The McAleese report makes the point that in today's world, it is difficult to understand the circumstances which in the past led to daughters, sisters and mothers being placed in these laundries. It may be equally difficult to understand the apparent acceptance by families of instructions from people in positions of authority, such as the clergy, in relation to family matters. The report goes on to say it would be unfair to judge these cases or the people concerned by applying today's standards and societal norms. The report points out that because of the general life expectancy in society at the time, it was common for one or both parents of the girls or women in question to be deceased. It needs to be emphasised that many girls or women ended up in these institutions because they did not have anyone in a position to look after them. In many cases, referrals to Magdalen laundries were used as temporary measures in the absence of more appropriate services which simply did not exist at the time. The Magdalen laundries were described by the McAleese report as often the only door open to these women. Many women and girls worked in the laundries for long periods. Approximately half of the women were in the laundries for periods of more than three years.

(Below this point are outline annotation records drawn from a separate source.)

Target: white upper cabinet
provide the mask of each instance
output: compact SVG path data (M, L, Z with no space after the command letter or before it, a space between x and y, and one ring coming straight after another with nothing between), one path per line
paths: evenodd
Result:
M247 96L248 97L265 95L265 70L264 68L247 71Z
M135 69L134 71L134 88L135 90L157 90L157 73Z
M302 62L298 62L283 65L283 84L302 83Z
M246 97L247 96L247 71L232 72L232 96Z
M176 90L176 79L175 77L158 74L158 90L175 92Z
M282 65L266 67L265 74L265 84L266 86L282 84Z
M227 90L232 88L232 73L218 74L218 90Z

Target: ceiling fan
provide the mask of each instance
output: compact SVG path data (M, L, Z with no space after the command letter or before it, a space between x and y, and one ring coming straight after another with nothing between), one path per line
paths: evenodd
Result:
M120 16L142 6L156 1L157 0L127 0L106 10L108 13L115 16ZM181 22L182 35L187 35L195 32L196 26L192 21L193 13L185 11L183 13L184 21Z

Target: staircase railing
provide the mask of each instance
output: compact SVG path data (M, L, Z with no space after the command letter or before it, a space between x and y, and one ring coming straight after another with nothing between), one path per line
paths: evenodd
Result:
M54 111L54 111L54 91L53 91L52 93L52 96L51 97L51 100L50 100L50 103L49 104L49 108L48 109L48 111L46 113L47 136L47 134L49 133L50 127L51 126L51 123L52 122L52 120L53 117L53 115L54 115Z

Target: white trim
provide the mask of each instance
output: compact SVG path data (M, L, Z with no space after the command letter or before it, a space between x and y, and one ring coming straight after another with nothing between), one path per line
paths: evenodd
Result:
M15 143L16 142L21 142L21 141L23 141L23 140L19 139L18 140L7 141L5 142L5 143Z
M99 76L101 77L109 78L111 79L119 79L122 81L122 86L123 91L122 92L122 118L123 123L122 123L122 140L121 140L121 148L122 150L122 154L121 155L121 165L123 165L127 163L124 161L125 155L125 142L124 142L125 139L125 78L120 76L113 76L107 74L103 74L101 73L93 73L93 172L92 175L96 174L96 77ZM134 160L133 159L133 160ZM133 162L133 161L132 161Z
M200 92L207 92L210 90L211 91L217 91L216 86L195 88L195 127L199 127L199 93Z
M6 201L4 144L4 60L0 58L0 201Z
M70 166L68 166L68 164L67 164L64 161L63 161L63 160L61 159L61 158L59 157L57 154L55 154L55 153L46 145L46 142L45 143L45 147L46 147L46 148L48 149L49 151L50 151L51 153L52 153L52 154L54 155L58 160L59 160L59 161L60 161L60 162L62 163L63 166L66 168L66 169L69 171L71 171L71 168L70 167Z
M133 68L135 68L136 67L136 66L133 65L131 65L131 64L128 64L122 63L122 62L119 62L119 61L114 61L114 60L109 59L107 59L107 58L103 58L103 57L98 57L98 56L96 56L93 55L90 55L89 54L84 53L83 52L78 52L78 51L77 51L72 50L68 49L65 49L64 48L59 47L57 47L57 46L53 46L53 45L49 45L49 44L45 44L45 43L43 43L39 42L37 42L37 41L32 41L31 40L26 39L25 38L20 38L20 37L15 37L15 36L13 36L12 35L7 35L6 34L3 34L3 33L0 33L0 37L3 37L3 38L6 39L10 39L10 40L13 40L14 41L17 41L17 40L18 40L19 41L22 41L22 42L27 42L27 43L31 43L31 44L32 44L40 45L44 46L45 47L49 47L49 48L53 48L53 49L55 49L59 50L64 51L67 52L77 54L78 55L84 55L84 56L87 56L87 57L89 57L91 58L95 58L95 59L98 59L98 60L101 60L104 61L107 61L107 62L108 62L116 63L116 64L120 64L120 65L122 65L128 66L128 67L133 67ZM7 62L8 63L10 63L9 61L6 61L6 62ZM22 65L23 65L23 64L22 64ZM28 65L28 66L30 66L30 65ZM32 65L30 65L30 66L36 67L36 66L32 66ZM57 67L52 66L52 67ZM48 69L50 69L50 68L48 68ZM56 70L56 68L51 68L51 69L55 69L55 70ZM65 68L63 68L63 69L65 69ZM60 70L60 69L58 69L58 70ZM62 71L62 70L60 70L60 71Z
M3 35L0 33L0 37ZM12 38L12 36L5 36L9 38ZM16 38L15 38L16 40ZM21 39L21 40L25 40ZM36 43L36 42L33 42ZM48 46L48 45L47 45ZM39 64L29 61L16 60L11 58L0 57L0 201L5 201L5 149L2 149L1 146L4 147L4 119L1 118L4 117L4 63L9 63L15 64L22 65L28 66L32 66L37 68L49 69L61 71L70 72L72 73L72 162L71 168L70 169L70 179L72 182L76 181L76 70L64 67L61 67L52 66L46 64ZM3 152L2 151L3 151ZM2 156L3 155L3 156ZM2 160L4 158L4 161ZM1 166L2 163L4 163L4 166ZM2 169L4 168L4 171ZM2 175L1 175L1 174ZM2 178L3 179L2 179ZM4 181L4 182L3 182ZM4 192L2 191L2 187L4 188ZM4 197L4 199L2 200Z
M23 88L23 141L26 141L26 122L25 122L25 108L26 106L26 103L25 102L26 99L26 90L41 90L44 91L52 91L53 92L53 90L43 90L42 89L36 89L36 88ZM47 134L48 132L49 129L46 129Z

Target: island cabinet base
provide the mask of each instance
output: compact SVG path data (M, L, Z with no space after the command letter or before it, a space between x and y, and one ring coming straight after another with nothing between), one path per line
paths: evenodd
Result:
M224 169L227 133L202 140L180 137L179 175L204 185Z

The referrals from State agencies came about in a variety of ways: from industrial and reform schools; from the health and social services, including the then existing county homes; and from psychiatric hospitals. There were also referrals from the criminal justice system including referrals of people on remand, referrals as a condition of probation, other less formalised referrals facilitated by the courts, referrals from prison and referrals by An Garda Síochána. As a result of the lack of more appropriate services, many case studies clearly demonstrate widespread acceptance of practices that would be repugnant to us today. The McAleese report makes it clear that "many of these case-studies and patterns are accordingly of their own times and [unfortunately] demonstrate some of the prevailing attitudes in Ireland across the years since 1922". Of course the new commission will take up many of the issues in relation to the experience of women in vulnerable circumstances in Ireland in the period from 1922 to a later time. The case studies illustrate that alternative social care arrangements for these women were often not available at the time.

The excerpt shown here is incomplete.